Will be a month or two before I can build it up, but when I get it running I'll get a pic up.

Painted by Peter at Star Enamellers in Sydney, I think he does an absolutely beautiful job.

All the best

Rob


----------



## cathyandrob (Jun 15, 2006)

*and a few more*

I never really found out if it was 531 or Columbus, but as my other one is 531 I took a punt.


----------



## martinrjensen (Sep 23, 2007)

What's that say on the top of the seat stay? Can't quite make it out, but it doesn't say "em", which I would have expected. What's the story?


----------



## cathyandrob (Jun 15, 2006)

*It's Eddy's signature*



martinrjensen said:


> What's that say on the top of the seat stay? Can't quite make it out, but it doesn't say "em", which I would have expected. What's the story?


The other post had a quote regarding the first year of factory production, frames had the signature rather than the em symbol of the subsequent years.

I'm lucky enough to have two of them, and the red one (other thread)is probably the nicest riding of the Merckx frames I have.


----------



## martinrjensen (Sep 23, 2007)

It does look very nice. did you have the decal made? the down tube one with the guilt edges?
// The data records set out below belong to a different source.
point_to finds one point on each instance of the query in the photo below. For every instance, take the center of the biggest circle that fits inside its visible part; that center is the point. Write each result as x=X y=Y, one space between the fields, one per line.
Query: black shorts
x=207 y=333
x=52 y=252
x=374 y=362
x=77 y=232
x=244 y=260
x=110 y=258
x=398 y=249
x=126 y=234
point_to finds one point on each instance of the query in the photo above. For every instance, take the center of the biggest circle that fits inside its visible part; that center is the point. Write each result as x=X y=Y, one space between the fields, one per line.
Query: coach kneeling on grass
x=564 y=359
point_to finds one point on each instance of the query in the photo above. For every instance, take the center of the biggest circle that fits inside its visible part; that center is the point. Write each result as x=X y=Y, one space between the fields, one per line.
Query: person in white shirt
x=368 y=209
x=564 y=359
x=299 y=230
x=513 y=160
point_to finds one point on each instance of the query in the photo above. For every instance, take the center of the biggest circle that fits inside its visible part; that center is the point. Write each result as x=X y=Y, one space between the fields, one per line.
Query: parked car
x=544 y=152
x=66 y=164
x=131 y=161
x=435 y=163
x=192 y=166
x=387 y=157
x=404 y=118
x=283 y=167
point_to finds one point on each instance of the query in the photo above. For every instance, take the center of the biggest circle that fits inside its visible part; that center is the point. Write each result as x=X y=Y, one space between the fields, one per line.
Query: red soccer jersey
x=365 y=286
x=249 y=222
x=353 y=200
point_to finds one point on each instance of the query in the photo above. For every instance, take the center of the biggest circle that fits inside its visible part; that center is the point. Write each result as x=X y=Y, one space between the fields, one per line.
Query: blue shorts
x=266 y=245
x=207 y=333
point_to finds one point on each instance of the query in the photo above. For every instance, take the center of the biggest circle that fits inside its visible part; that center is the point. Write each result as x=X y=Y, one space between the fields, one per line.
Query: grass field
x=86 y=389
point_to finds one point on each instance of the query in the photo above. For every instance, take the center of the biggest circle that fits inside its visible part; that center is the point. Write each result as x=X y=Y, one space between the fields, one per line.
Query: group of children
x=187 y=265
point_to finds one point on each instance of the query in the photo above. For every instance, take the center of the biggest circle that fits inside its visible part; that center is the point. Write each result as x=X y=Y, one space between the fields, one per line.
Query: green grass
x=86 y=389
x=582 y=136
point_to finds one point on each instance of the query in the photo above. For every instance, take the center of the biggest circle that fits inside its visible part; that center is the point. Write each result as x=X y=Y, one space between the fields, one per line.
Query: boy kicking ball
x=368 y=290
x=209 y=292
I like that. I couldn't find one


----------



## velomateo (Mar 7, 2009)

Nicely done, but I'm surprised you didn't use the head & seat tube decal with Eddy's picture - since the your frame and the Faema colors are so classic. I'm looking forward to seeing it completed.


----------



## cathyandrob (Jun 15, 2006)

*Stickers from Cyclomondo.....*



martinrjensen said:


> It does look very nice. did you have the decal made? the down tube one with the guilt edges? I like that. I couldn't find one


as per ebay.

He didn't have the red with gold edging up on ebay, but I emailed him and he said he had some.

Wanted red as it goes with the red/white scheme.

Thanks for the complements.


----------



## cathyandrob (Jun 15, 2006)

*Yeah, I thought of that.....*



velomateo said:


> Nicely done, but I'm surprised you didn't use the head & seat tube decal with Eddy's picture - since the your frame and the Faema colors are so classic. I'm looking forward to seeing it completed.


but only after I got it back from the painter. 

It would have looked good with the portraits, but hard to change it now, it will have to do.


----------



## martinrjensen (Sep 23, 2007)

Man, wish I knew that. I love that decal. Guess I got to buy another Merckx....


cathyandrob said:


> as per ebay.
> 
> He didn't have the red with gold edging up on ebay, but I emailed him and he said he had some.
> 
> ...


----------



## Wheelspeed (Nov 3, 2006)

Gorgeous! :thumbsup:


----------